I wanted to perform complex switching maneuvers in a tight space and shunting cars between the industries fills the purpose. Also it is not necessary for every operating session to have each siding filled. Plus the sidings without industries are 2' and 3' in length, plenty of room for storage and the above mentioned movements.

The purpose of the open area between the curves is for a set of rowhouses next to a lot where some MOW vehicles will be stored. 
What you may call "tedious" will bepart of the fun for me, running at slow prototypical speeds swapping out sidings.


----------



## J.Albert1949 (Feb 3, 2018)

Runaround still needs more length "on the right end".
It should be long enough for 2 short cars and an engine...
(or an engine and 1 long car)

Are you designing with Kato #4 or Kato #6 turnouts?


----------



## cv_acr (Oct 28, 2011)

As long as there's enough room on one end to switch the runaround track, the other end can be just long enough for the engine to escape and runaround.


----------



## cv_acr (Oct 28, 2011)

I carefully designed my switching layout so the capacity of the trail track to the left is the same as the runaround track in the middle + engine. (Runaround fits 5 50' cars, tail track fits 6.)

The short tail at the bottom right is _just_ long enough for the engine and one car (depending on size of equipment - fits 2 50' cars). It only needs to allow the engine escape.


----------



## Railhead001 (Feb 12, 2020)

J.Albert1949 said:


> Runaround still needs more length "on the right end".
> It should be long enough for 2 short cars and an engine...
> (or an engine and 1 long car)
> 
> Are you designing with Kato #4 or Kato #6 turnouts?

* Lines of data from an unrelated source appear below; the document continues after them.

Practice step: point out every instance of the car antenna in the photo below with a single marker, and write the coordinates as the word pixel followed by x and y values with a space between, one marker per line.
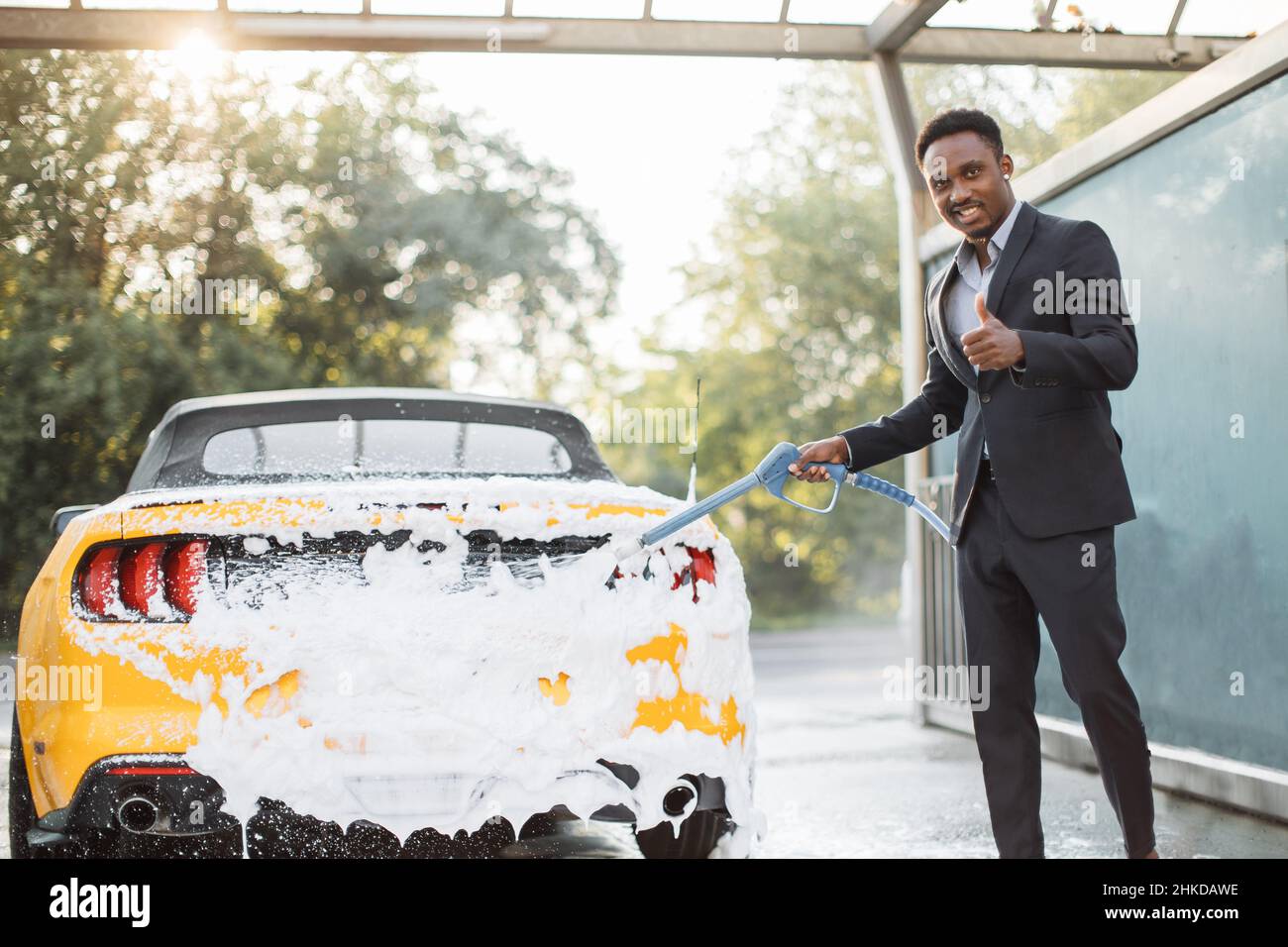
pixel 694 467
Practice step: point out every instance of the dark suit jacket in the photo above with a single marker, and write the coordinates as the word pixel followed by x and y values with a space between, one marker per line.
pixel 1055 454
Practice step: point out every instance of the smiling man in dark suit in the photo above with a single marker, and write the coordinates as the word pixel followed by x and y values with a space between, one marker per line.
pixel 1026 330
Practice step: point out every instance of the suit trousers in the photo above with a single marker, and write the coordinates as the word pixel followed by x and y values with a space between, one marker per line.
pixel 1005 579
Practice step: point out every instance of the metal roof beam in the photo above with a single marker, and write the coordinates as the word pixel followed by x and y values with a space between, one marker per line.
pixel 898 22
pixel 46 29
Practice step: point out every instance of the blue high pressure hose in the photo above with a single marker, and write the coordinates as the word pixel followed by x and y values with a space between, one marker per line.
pixel 772 474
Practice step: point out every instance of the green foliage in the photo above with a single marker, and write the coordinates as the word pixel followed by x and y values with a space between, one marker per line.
pixel 372 222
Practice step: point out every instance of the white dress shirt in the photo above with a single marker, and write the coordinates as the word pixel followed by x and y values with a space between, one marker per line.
pixel 960 305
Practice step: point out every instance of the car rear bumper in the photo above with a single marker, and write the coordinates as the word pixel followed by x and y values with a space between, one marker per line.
pixel 116 789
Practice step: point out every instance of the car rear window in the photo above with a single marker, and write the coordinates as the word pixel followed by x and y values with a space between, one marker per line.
pixel 384 447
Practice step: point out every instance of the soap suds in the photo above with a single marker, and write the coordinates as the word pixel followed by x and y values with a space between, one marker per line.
pixel 402 693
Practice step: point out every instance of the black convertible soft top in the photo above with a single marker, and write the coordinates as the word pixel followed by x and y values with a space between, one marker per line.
pixel 172 457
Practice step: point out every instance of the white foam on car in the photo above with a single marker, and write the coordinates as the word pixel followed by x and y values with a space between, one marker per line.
pixel 421 703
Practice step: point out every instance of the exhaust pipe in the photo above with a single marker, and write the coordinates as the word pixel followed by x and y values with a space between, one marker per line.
pixel 681 799
pixel 137 814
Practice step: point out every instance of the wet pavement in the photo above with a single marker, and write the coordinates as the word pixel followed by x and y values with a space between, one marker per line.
pixel 844 772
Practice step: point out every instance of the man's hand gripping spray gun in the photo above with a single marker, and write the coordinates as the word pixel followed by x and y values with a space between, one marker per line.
pixel 772 474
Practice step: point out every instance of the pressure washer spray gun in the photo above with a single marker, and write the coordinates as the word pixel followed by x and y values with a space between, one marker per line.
pixel 772 474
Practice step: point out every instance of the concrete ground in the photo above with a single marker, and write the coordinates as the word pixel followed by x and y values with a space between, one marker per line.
pixel 844 772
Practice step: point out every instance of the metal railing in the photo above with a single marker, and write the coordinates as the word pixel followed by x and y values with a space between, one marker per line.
pixel 943 639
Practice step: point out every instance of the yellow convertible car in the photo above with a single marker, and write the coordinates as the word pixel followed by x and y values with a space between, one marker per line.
pixel 380 622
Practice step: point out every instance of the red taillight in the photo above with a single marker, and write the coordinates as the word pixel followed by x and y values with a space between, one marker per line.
pixel 141 579
pixel 702 565
pixel 155 579
pixel 98 581
pixel 184 569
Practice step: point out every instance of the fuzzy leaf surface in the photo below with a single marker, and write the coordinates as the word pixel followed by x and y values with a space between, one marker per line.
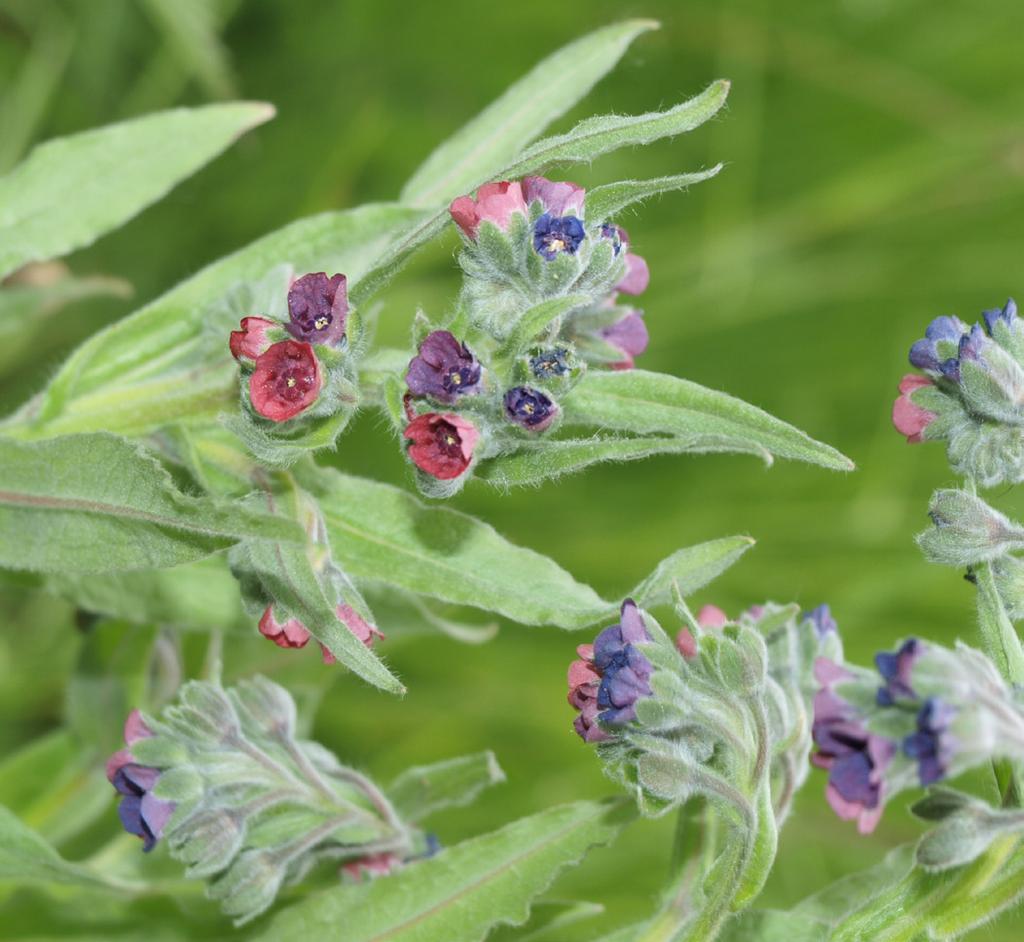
pixel 464 891
pixel 71 190
pixel 644 402
pixel 96 503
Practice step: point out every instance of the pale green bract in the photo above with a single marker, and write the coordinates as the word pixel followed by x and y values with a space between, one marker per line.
pixel 464 891
pixel 60 198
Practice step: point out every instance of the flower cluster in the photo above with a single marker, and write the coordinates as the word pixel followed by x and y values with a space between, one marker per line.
pixel 925 714
pixel 971 394
pixel 472 393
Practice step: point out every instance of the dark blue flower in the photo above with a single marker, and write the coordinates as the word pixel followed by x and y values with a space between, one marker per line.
pixel 443 369
pixel 555 234
pixel 895 668
pixel 932 745
pixel 529 409
pixel 821 618
pixel 1007 313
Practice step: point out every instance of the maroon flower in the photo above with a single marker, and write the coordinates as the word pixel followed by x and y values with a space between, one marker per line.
pixel 495 203
pixel 317 308
pixel 910 419
pixel 444 369
pixel 287 380
pixel 251 341
pixel 442 444
pixel 141 812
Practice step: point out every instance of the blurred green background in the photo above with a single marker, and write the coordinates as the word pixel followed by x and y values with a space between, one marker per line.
pixel 875 179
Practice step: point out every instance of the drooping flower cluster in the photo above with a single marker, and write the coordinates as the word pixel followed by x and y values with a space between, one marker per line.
pixel 526 243
pixel 925 714
pixel 298 368
pixel 971 394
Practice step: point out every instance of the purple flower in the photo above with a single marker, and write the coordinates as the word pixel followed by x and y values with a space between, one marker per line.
pixel 896 668
pixel 855 759
pixel 141 812
pixel 556 234
pixel 611 675
pixel 559 199
pixel 1007 313
pixel 529 409
pixel 443 369
pixel 821 618
pixel 925 353
pixel 317 308
pixel 628 335
pixel 549 365
pixel 932 745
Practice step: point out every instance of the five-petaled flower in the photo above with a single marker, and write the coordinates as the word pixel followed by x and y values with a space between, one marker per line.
pixel 444 369
pixel 856 760
pixel 495 203
pixel 441 443
pixel 317 308
pixel 529 408
pixel 141 812
pixel 287 380
pixel 610 676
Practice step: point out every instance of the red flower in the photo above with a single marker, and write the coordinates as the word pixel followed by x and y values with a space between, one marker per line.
pixel 495 203
pixel 251 341
pixel 909 419
pixel 287 380
pixel 442 444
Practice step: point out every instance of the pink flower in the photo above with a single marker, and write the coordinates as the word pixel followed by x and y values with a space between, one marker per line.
pixel 637 275
pixel 287 380
pixel 293 634
pixel 495 203
pixel 910 419
pixel 251 341
pixel 442 444
pixel 558 199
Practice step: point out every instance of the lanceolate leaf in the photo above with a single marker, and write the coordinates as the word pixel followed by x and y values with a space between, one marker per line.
pixel 419 791
pixel 645 402
pixel 169 361
pixel 70 191
pixel 605 202
pixel 690 568
pixel 537 462
pixel 463 892
pixel 97 504
pixel 495 136
pixel 383 533
pixel 588 139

Runarounds are not required to have a specific amount of cars to fit as long as the engine can "runaround" to the otherside of the train, as long as an engine can fit, then it serves its purpose. 

The layout has no need for more cars on the east end of the runaround since the main reason for it is to shunt cars back into the warehouse on the top right side and . As far as the turnouts, I am using #6 Kato turnouts .


----------